Want to control your home lighting with Ableton Live? It’s possible! This guide will take you step-by-step through the process of configuring your Hue fixtures to communicate with Beam so that you can create your own home compositions like this:
Note: Philips Hue lights function differently than traditional DMX fixtures. For more details on how to work with them, see this section below.
Set up your Hue system to communicate with DMX protocol
- Prepare for installation by heading to https://nodejs.org/, download the version of Node.js that says “recommended for most users”, and run the installer.
- Install dmx-hue by opening a Terminal window and running the command:
sudo npm install -g dmx-hue
- Next, link your bridge to the software by entering:
dmx-hue setupYou should see the message “Hue bridge found at [IP address]. Cannot link, press the button bridge and try again.” However, if you see the message “No bridge found”, you will need to manually enter the IP address using the following command:
dmx-hue setup -i [IP address]…where [IP address] is the IP address of your Hue bridge. You can find it by opening the Hue app and going to Settings > My Hue System and selecting your Hue system. As with the above command, you will then need to press the button bridge and re-run the command.
- Input your desired settings. (Note: use the space-bar to select or unselect fixtures.) When you’re done, hit enter to save your configuration file.
- Your Hue bulbs are ready to talk to Beam!
Create a new lighting patch
Before opening Beam, run
dmx-hue on the command line in Terminal to initialize the Art-Net node. Then open Beam and create a new patch. Click the gear in the left-hand column to open the Preferences tab. Under “Output”, select “ArtNet” from the drop-down and enter “0.0.0.0”.
Now it’s time to add your Hue fixtures to the patch. Refer back to the output of
dmx-hue in Terminal. It will look similar to the following:
Back in Beam, click “Add Fixtures”. For “Universe” you will increment the value stated in the output of dmx-hue. For example, with the above configuration, the correct Universe value would be “2” (here is an explanation of why these values differ. ) Conversely, the “Address” values should be exactly the same as in dmx-hue. To add multiple fixtures at once, use the lowest address value and enter the number of fixtures you want to add under “Extra”. The following shows the configuration I would use to add all of the lights in the setup shown in my
Note that the tag name that I’ve entered will carry across all of the lights. After I add them to the patch they will also be automatically assigned note name tags, which will be used later on in Ableton Live to “play” them.
Testing it out
If you are running Beam 1.5.2 or newer, you can simply press the “Test” button on each fixture in your patch that you want to test.

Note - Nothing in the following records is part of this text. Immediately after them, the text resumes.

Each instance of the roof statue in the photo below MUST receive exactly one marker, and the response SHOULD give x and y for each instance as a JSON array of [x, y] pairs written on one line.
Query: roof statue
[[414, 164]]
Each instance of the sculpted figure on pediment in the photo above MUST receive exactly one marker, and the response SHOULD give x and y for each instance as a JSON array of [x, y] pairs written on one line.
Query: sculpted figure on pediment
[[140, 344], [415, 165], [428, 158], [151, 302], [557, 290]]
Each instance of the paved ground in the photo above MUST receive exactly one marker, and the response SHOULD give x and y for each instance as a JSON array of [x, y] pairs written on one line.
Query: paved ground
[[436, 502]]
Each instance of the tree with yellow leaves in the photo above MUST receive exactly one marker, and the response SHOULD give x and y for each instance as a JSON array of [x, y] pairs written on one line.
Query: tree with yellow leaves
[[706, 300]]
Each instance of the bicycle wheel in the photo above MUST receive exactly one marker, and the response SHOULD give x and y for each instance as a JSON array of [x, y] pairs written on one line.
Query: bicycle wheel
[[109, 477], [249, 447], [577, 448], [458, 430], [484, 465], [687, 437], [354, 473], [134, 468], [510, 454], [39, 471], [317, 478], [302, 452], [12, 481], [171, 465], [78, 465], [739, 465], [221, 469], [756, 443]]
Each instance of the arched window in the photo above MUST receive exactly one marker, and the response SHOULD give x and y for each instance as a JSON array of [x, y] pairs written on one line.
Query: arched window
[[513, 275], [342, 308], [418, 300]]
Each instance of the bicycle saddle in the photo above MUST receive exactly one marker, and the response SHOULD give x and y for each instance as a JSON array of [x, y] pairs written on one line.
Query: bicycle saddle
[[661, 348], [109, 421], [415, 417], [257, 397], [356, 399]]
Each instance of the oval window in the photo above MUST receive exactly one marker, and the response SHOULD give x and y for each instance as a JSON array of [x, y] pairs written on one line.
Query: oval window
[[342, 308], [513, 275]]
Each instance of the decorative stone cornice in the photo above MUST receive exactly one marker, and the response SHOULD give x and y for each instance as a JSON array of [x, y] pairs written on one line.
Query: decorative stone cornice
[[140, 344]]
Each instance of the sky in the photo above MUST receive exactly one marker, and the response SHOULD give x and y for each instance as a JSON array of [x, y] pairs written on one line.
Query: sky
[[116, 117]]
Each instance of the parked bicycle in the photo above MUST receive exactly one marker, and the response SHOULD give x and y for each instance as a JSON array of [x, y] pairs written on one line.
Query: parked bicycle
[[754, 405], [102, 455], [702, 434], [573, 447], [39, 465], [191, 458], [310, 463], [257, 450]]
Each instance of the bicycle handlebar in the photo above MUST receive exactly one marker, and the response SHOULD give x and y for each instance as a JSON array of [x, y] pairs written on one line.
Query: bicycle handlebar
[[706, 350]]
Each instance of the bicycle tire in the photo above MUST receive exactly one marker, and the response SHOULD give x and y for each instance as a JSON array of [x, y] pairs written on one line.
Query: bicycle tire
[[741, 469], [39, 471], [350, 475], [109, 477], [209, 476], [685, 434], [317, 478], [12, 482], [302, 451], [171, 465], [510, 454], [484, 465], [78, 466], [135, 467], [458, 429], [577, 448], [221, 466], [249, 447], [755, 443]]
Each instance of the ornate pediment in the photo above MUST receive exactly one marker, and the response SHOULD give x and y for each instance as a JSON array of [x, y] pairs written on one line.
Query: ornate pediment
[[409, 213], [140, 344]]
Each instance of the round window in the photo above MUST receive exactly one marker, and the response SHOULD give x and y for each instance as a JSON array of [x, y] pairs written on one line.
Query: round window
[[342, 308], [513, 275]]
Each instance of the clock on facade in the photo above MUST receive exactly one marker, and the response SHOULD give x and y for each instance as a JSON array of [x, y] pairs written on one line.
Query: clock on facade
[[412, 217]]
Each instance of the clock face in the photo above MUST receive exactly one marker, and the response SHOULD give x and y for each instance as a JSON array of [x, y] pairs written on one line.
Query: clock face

If you are running an older version of Beam, open Ableton Live and from the folder /Beam [version] Plugins/Instruments in the User Library, drag and drop “Par.amxd” into a new track. In the top panel is a drop-down menu where you can select a tag name associated with one or more fixtures. To continue our example, here is where I would select “Hue” to control all of the lights I added in my patch.
Increase the “Intensity” value and you should see your Hue bulbs lighting up with the selected color. Now turn the intensity back to 0 and try playing some midi notes. You should see each fixture light up with the corresponding note value tag that was assigned in the patch editor.
Working within the constraints of the Philips’ Hue API
According to the documentation of the dmx-hue package:
“With the Philips Hue API it’s only possible to update the state of bulbs 10 times per second, 1 bulb at a time. Compared to a single DMX universe, which controls all 512 individual parameters up to 44 times per second, there’s some major differences in how quickly we can update your lights using this software bridge.
This is especially noticeable when using automation sequences, if you try to update Hue lights quicker than 0.1s times the number of lights in your projects, some updates may be skipped.”
In other words, there is a limit to the number of events that you can place near each other in a composition, roughly 1 per 100 milliseconds. An event is any command sent to your lights via Live, including note on/offs, and changes to color and brightness. This essentially limits pulsing, envelopes, and other continuous or fact-acting effects. When the limit is exceeded and the Hue Bridge gets overloaded, you may notice unpredictable behavior, such as lights not triggering on or off when you expect them to.